FORUM KOTA | PESAWARAN LAMPUNG – Badan Narkotika Nasional (BNN) Provinsi Lampung menggelar Operasi Bersama Pemberantasan dan Pemulihan Kampung Rawan Narkotika di Kecamatan Tegineneng, Kabupaten Pesawaran, Jumat (7/11/2025).
Dalam operasi ini, empat orang diamankan setelah dinyatakan positif menggunakan narkotika jenis sabu dan ekstasi.
Operasi terpadu tersebut dilakukan di dua lokasi, yaitu Desa Negara Ratu Wates dan Desa Gunung Sugih Baru.
Sebanyak 143 personel dikerahkan dari berbagai instansi, yakni BNN Provinsi Lampung, BNNK se-Lampung, Polda Lampung, TNI, BIN Daerah Lampung, serta Bea Cukai.

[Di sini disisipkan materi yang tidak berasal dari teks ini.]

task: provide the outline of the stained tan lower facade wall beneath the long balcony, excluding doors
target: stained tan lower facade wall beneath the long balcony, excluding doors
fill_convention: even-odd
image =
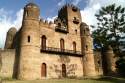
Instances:
[[[82,57],[73,57],[58,54],[40,53],[39,55],[38,79],[41,77],[42,63],[46,64],[47,77],[46,78],[62,78],[62,64],[66,65],[67,77],[82,77],[83,76],[83,62]]]

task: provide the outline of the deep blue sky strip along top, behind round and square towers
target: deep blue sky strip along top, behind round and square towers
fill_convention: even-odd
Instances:
[[[40,7],[41,17],[44,19],[57,15],[58,9],[65,3],[73,3],[80,9],[86,6],[86,0],[1,0],[0,8],[4,8],[6,11],[12,11],[12,17],[14,19],[14,13],[19,11],[29,2],[34,2]]]

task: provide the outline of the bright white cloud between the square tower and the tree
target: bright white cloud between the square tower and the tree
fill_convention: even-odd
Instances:
[[[95,14],[102,6],[107,6],[115,3],[116,5],[122,5],[125,7],[125,0],[88,0],[87,6],[84,10],[81,10],[82,21],[88,25],[94,25],[97,23]]]

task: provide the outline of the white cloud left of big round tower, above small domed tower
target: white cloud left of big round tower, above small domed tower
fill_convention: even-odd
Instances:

Kepala BNN Provinsi Lampung, Kombes Pol Sakeus Ginting, mengatakan, operasi ini merupakan langkah sekaligus untuk memberantas jaringan peredaran narkoba dan memulihkan lingkungan agar kembali aman.
“Ini bukan hanya upaya pemberantasan, tetapi juga pemulihan sosial, agar masyarakat tidak lagi terintimidasi dan terbebas dari dampak penyalahgunaan narkoba,” ungkapnya.
Dari operasi tersebut, petugas menyita sejumlah barang bukti, antara lain dua paket sabu dengan total berat 15,47 gram, empat butir pil ekstasi seberat 1,16 gram, tiga ponsel, timbangan digital, bong, plastik klip kecil, empat unit sepeda motor, dua senjata tajam, serta satu kartu identitas atas nama Santoni.
Keempat tersangka berinisial A, B, H, dan J terbukti positif amphetamine dan methamphetamine berdasarkan hasil tes awal. Salah satu tersangka, H, diketahui sebagai pemilik pil ekstasi yang ditemukan saat operasi.
Operasi sempat mendapat perlawanan dari sejumlah warga di Desa Gunung Sugih Baru, yang melempari kendaraan petugas dengan batu dan mengakibatkan kerusakan ringan pada dua mobil operasional. Namun, situasi berhasil dikendalikan setelah aparat melakukan koordinasi di lapangan.
Seluruh gubuk yang digunakan sebagai tempat transaksi dan penyalahgunaan narkoba kemudian dimusnahkan langsung di lokasi.
“Kami berkomitmen menindak tegas jaringan narkoba hingga ke akar-akarnya, sekaligus memulihkan para penyalahguna melalui program rehabilitasi,” tegas Ginting.
Menurutnya, operasi gabungan ini merupakan bukti sinergi lintas instansi dalam mendukung program War on Drugs for Humanity.